Kurz möchte man sich etwas anbraten oder eine Sauce anrühren – doch plötzlich ist man sich nicht mehr sicher, ob das Öl überhaupt noch frisch ist. Während die meisten das ranzige Fett schnell entsorgen, kann dieses jedoch noch anders genutzt werden.
Natürlich kann man einen ersten Blick auf das Mindesthaltbarkeitsdatum (= MHD) werfen, aber "das MHD auf Speise-Öl ist, wie bei allen anderen Lebensmitteln auch, nur eine Angabe dazu, bis zu welchem Datum das betreffende Produkt laut Hersteller mindestens unbedenklich genießbar ist", schreibt "oekotest.de".
Das Mindesthaltbarkeitsdatum ist eine Untergrenze und dient in erster Linie als Orientierungshilfe. Die meisten Produkte können auch nach diesem Stichtag noch problemlos konsumiert werden. Die Seite "foodwaste.ch" schreibt, dass man ein Öl bei korrekter Lagerung bis zu 120 Tage über das Mindesthaltbarkeitsdatum hinaus bedenkenlos genießen kann. Das gilt für verschlossene Produkte, die grundsätzlich dunkel und kühl gelagert wurden.
Ist die Ölflasche erst einmal geöffnet, ist diese "je nach Sorte, Lagerung und Produktionsverfahren problemlos zwischen drei und 18 Monaten verwendbar", so "oekotest.de". Je nach Öl variiert nämlich die Haltbarkeit – zum Beispiel sind Leinöl, Walnussöl und Kürbiskernöl reich an ungesättigten Fettsäuren und darum empfindlicher.

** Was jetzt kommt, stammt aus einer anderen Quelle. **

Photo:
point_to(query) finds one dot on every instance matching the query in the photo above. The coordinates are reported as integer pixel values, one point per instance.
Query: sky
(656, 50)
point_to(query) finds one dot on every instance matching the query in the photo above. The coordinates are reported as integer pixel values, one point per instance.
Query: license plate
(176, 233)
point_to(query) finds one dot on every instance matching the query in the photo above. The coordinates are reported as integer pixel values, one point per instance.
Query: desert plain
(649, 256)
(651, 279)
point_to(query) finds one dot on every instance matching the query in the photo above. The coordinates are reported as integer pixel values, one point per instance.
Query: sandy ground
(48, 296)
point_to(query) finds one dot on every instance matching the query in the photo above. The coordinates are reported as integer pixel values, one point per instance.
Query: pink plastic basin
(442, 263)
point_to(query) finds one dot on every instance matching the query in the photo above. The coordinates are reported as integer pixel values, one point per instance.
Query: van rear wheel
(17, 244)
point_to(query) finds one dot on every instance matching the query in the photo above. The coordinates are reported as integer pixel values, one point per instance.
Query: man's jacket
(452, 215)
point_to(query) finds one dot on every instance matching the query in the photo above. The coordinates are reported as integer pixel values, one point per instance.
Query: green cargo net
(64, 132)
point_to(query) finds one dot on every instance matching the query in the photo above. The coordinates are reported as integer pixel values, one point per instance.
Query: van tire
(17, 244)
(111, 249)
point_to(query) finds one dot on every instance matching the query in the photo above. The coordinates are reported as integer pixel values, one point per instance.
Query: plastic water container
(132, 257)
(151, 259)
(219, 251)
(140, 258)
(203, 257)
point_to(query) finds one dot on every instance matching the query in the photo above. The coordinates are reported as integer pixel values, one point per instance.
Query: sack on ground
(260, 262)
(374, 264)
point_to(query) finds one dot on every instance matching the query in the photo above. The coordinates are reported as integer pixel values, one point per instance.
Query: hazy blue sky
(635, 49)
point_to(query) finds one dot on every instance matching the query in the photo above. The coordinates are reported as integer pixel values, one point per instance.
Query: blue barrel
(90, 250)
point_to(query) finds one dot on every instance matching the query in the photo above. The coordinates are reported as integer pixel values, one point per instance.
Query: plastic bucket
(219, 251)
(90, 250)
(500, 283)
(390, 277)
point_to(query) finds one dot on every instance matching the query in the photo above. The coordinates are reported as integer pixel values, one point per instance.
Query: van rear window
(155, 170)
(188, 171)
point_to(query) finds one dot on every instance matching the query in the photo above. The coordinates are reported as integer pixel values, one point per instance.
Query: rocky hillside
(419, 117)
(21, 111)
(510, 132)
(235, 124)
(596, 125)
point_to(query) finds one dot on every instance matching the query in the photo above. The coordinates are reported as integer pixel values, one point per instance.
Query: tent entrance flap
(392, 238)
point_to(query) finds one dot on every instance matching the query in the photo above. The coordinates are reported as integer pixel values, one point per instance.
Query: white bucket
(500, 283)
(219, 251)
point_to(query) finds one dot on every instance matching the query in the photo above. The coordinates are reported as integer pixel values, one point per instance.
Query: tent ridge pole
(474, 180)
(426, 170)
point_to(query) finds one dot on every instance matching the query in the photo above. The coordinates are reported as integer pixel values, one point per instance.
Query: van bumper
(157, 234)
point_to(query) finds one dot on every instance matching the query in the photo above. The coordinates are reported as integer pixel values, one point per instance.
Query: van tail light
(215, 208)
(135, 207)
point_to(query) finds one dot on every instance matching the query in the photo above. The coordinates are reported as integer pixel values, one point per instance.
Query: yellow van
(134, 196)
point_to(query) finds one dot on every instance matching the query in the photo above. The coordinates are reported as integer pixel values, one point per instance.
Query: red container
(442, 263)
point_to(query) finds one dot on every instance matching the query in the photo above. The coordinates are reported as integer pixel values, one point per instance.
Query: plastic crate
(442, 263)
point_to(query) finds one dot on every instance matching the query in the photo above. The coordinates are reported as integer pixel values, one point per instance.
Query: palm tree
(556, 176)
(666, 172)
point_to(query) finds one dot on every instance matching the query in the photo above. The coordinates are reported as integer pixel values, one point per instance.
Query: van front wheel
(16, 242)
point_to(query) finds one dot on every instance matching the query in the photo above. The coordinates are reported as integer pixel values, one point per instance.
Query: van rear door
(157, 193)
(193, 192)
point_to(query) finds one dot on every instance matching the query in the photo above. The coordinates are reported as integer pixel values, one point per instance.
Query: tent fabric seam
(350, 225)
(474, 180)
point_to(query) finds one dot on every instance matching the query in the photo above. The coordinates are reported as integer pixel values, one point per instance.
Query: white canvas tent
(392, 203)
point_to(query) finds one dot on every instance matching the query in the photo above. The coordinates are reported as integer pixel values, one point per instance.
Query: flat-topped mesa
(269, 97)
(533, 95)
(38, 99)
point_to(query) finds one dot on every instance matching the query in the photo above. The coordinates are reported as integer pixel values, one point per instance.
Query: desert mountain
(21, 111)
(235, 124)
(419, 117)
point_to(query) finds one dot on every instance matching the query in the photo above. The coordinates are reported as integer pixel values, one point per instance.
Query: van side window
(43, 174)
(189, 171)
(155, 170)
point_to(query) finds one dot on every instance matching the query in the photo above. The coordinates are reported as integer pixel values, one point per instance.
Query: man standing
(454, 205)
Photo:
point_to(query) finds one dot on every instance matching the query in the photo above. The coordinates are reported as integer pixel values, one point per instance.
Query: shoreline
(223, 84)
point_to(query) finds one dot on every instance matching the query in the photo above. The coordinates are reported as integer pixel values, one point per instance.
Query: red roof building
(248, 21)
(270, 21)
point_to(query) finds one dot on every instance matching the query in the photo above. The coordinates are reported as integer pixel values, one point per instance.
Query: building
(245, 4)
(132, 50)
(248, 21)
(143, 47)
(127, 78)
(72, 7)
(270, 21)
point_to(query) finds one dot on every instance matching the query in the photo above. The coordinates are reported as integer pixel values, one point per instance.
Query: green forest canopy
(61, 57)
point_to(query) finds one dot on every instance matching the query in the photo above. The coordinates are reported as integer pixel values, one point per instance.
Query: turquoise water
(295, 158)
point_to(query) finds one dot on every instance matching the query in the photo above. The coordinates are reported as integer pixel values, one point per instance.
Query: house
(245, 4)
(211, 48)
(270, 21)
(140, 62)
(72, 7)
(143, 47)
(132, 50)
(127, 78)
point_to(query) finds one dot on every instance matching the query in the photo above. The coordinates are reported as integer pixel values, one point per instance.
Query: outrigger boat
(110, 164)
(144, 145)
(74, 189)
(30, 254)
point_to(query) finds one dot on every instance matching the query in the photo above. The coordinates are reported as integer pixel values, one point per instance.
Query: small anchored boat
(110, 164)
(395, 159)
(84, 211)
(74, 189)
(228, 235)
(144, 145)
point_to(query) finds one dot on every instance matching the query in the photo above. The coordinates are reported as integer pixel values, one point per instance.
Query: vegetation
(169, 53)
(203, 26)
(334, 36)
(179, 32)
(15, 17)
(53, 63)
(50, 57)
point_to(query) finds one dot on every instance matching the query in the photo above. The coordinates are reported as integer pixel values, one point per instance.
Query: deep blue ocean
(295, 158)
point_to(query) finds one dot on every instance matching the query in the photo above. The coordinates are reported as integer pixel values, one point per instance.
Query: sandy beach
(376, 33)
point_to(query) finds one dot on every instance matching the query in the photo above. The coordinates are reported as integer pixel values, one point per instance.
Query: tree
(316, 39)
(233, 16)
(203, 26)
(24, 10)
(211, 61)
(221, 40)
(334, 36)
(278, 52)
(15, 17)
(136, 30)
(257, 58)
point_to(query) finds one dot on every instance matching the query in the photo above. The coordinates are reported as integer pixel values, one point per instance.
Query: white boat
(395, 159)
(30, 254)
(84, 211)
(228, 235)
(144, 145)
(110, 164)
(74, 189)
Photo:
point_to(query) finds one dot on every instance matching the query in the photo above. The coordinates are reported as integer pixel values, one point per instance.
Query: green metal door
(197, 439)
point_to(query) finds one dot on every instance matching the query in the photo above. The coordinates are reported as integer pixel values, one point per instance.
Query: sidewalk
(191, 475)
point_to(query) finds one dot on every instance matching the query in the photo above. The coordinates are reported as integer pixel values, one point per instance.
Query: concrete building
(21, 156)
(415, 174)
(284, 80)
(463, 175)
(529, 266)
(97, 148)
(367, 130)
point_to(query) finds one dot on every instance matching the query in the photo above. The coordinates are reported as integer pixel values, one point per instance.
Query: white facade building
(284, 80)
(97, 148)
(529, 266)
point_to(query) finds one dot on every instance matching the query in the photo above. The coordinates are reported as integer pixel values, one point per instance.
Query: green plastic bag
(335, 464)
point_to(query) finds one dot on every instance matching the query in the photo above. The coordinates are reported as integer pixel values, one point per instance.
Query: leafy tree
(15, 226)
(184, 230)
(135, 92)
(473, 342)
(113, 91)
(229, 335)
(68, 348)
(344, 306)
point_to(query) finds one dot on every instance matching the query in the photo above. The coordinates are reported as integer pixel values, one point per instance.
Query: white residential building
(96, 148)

Sie sind oft nur zwei Monate nach der Öffnung genießbar. Diese Öle kann man im Kühlschrank aufbewahren. Olivenöl kommt nicht in den Kühlschrank und auch nicht auf die Küchenablage, sondern an einen kühlen, dunklen Ort.
Aber egal welches Öl und welche Lagerung: Irgendwann wird jedes schlecht. Das liegt an Oxidationsprozessen aufgrund des Sauerstoffs, die für ungenießbare Substanzen sorgen. Wenn das Öl ranzig wird, merkt man dies vor allem, wenn es säuerlich zum Stinken anfängt oder müffelt. Flockt das Fett oder bildet Schlieren, muss es aber nicht unbedingt schlecht sein: Zum Beispiel Olivenöl kann ausflocken, wenn sich gewisse Pflanzenbestandteile absetzen, die beim Pressen natürlicherweise ins Öl gelangen. Wenn diese also sonst gut riecht und schmeckt, kann man es bedenkenlos verwenden.
Wichtig: Falls das Öl wirklich schlecht geworden ist, sollte man es bloß nicht in den Abfluss kippen, da es die Leitungen verstopfen und die Wasseraufbereitung belasten kann. Kleinere Mengen, zum Beispiel aus der Pfanne, kannst du mit einem Küchenpapier aufsaugen und dieses im Abfall entsorgen. Ganze Flaschen Öl, die schon ranzig geworden sind, sollten in bestimmten Entsorgungszentrum abgegeben werden.
Bevor man das abgelaufene Öl entsorgt, kann man es aber noch für andere Zwecke brauchen: Die Seite "safefood.ch" empfiehlt etwa Oliven-, Raps- oder Kokosnussöl für die Lederpflege. Einigen Tropfen Öl kann man auf ein Handtuch geben und das Leder damit massieren. Den Rest wischt man mit einem Fetzen noch weg, damit keine Flecken zurückbleiben.
Auch Holzbrettchen freuen sich über (ranziges) Öl: Dafür eignen sich besonders Lein- oder Sonnenblumenöl. Reibt man das Schneidebrett damit ein, wird es weniger spröde und die Oberfläche wird versiegelt – und das Brett bleibt länger brauchbar.